AUSÊNCIA DE PROVA. USO DE ATESTADOS SUPOSTAMENTE FORNECIDOS POR MÉDICO MUNICIPAL. DESCONHECIMENTO DA INAUTENTICIDADE DOCUMENTAL. ERRO DE TIPO. NÃO CONFIGURAÇÃO. ACUSADA QUE SABIA DA ILICITUDE DOS ATESTADOS. FALSIFICAÇÃO GROSSEIRA. HOMEM MÉDIO. IDENTIFICAÇÃO POR FUNCIONÁRIO ESPECIALIZADO DA EMPREGADORA. A acusada tinha ciência da falsidade dos documentos utilizados para justificar sua ausência ao trabalho uma vez que não realizou consulta médica nem outro diagnóstico de saúde. A adulteração de documento público não pode ser considerada grosseira, a ponto de implicar a absolvição por atipicidade da conduta, se o documento falsificado é capaz de enganar o homem médio. Recurso conhecido e desprovido (Ap. Crim. 0808657-47.2014.8.24.0038, deste Relator, j. 12.7.16).

           Ainda:

    APELAÇÃO CRIMINAL - USO DE DOCUMENTO PÚBLICO FALSO (ART. 304 C/C ART. 297, AMBOS DO CÓDIGO PENAL), POR TRÊS VEZES E NA FORMA DO ART. 71 DO CÓDIGO PENAL - AGENTE QUE APRESENTA TRÊS ATESTADOS MÉDICOS FALSOS PARA SEU EMPREGADOR - ÉDITO CONDENATÓRIO - INCONFORMISMO DA DEFESA - MATERIALIDADE E AUTORIA CONFIGURADAS - LAUDO PERICIAL QUE CONFIRMA A FALSIDADE DOS DOCUMENTOS - DEPOIMENTOS TESTEMUNHAIS QUE NÃO DEIXAM DÚVIDAS DE QUE O ACUSADO FEZ USO DOS ATESTADOS MÉDICOS FALSIFICADOS PARA SE AUSENTAR DE SUAS ATIVIDADES LABORATIVAS - MANUTENÇÃO DA CONDENAÇÃO QUE SE IMPÕE - DOSIMETRIA - PRIMEIRA FASE - AUSÊNCIA DE CIRCUNSTÂNCIAS JUDICIAIS DESFAVORÁVEIS - SEGUNDA FASE - INEXISTÊNCIA DE CIRCUNSTÂNCIAS AGRAVANTES OU ATENUANTES DA PENA - TERCEIRA FASE - CONTINUIDADE DELITIVA EVIDENCIADA - DOCUMENTOS COM DATAS DISTINTAS, MAS QUE, ENTRE SI, NÃO SUPERAM O INTERREGNO DE UM MÊS - EXASPERAÇÃO APLICADA EM PATAMAR ADEQUADO (1/5), DIANTE DO NÚMERO DE REITERAÇÕES DA PRÁTICA CRIMINOSA (TRÊS VEZES) - RECURSO DESPROVIDO (Ap.

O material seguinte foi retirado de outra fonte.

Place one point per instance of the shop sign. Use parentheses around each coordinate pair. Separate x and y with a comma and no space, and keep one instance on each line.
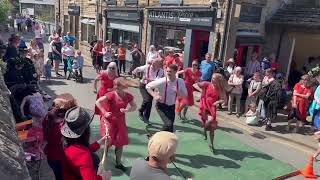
(170,2)
(250,14)
(123,15)
(131,2)
(74,10)
(202,18)
(111,2)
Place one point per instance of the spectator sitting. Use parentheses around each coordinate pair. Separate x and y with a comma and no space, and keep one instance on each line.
(207,68)
(252,116)
(161,151)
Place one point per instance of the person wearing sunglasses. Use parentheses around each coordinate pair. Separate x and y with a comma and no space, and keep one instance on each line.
(106,78)
(192,75)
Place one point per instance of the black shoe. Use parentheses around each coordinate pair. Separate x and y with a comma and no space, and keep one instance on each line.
(121,167)
(268,127)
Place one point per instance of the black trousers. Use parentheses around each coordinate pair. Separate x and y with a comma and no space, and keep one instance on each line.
(146,105)
(167,114)
(122,64)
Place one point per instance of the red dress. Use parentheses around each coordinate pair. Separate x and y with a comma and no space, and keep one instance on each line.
(106,85)
(190,79)
(78,162)
(116,123)
(302,104)
(209,96)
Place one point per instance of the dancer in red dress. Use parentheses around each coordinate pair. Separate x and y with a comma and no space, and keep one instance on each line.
(210,98)
(191,76)
(113,107)
(106,77)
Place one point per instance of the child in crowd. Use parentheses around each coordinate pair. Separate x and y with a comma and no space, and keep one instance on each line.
(80,61)
(47,69)
(252,115)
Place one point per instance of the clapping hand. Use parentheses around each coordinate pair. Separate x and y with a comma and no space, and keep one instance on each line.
(123,110)
(107,114)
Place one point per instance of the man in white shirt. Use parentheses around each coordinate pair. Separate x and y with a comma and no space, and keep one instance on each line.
(150,72)
(107,55)
(168,89)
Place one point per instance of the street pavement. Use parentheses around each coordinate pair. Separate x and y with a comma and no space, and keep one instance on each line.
(239,154)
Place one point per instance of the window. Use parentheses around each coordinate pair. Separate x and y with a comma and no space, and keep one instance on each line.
(87,29)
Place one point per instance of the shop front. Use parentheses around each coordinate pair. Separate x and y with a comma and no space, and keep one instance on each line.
(190,29)
(124,27)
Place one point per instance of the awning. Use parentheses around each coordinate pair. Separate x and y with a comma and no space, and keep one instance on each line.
(250,40)
(88,21)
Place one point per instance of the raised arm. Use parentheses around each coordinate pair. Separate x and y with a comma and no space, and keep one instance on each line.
(98,78)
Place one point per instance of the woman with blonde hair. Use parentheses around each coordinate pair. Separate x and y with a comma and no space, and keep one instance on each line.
(113,108)
(211,93)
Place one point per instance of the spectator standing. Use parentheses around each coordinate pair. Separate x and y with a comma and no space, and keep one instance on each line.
(136,54)
(252,66)
(254,90)
(152,54)
(98,55)
(107,55)
(170,59)
(207,68)
(122,58)
(12,49)
(235,81)
(56,53)
(69,37)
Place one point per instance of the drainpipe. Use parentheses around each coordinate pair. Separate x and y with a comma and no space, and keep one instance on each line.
(227,22)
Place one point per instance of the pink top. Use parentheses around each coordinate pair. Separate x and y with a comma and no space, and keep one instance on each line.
(191,77)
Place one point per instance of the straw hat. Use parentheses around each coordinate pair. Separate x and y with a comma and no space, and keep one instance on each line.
(162,145)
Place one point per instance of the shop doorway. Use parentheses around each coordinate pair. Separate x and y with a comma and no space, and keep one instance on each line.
(200,45)
(244,53)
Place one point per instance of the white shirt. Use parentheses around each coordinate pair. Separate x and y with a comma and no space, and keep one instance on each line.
(151,56)
(168,90)
(149,74)
(107,54)
(68,50)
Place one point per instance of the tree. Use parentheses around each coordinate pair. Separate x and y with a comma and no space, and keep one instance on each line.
(5,8)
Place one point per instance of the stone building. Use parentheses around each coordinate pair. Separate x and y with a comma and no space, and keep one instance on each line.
(293,34)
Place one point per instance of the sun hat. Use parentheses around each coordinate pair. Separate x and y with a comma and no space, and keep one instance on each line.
(64,101)
(76,121)
(231,60)
(162,145)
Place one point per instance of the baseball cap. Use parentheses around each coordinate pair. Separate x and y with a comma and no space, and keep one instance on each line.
(162,145)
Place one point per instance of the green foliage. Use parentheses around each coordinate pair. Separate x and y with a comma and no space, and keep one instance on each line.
(5,8)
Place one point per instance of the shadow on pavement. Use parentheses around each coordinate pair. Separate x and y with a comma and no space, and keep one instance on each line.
(203,161)
(241,155)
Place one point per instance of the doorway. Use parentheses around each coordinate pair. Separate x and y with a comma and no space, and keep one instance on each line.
(200,45)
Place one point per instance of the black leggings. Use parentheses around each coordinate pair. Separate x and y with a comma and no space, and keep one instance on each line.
(122,64)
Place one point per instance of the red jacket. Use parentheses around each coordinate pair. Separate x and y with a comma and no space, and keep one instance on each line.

Crim. 2013.045542-5, Rel. Des. Newton Varella Júnior, j. 20.11.14).

           Também:

    APELAÇÃO CRIMINAL - USO DE DOCUMENTO FALSO (CPM, ARTS. 315 C/C 311) - APRESENTAÇÃO DE ATESTADO MÉDICO FALSO PARA OBTENÇÃO DE LICENÇA MÉDICA - MATERIALIDADE E AUTORIA INCONTROVERSAS - ALEGADA AUSÊNCIA DE DOLO - INOCORRÊNCIA - CIRCUNSTÂNCIAS DO DELITO QUE DEIXAM ASSENTE A CIÊNCIA DO ACUSADO E A INTENÇÃO DE LUDIBRIAR A ADMINISTRAÇÃO MILITAR - CONDENAÇÃO MANTIDA (Ap. Crim. 2013.066119-0, Relª. Desª. Salete Silva Sommariva, j. 26.8.14).

           E:

    APELAÇÃO CRIMINAL. CRIME CONTRA A FÉ PÚBLICA. USO DE DOCUMENTO FALSO EM CONTINUIDADE DELITIVA (ART. 304, C/C ART. 298 E ART. 71, TODOS DO CÓDIGO PENAL). SENTENÇA ABSOLUTÓRIA EM PRIMEIRO GRAU. RECURSO DO MINISTÉRIO PÚBLICO. MATERIALIDADE E AUTORIA DEVIDAMENTE COMPROVADAS. PROVA TESTEMUNHAL É CLARA EM DETERMINAR QUE A RÉ SE UTILIZOU DE ATESTADOS MÉDICOS FALSIFICADOS PARA JUSTIFICAR FALTAS AO TRABALHO. DOCUMENTO SABIDAMENTE FALSO, ADQUIRIDO NO MEIO DA RUA COM UM DESCONHECIDO. DOLO NA UTILIZAÇÃO DO DOCUMENTO COMPROVADO. CONDUTA TÍPICA (Ap. Crim. 2011.050551-1, Relª. Desª. Cinthia Beatriz da Silva Bittencourt Schaefer, j. 25.7.13).

           Diante disso, mantém-se a condenação de Vanuti Conrado Skierzynski.

           3. É oportuna, no entanto, a aplicação do disposto no art. 383 do Código de Processo Penal para readequação típica da conduta.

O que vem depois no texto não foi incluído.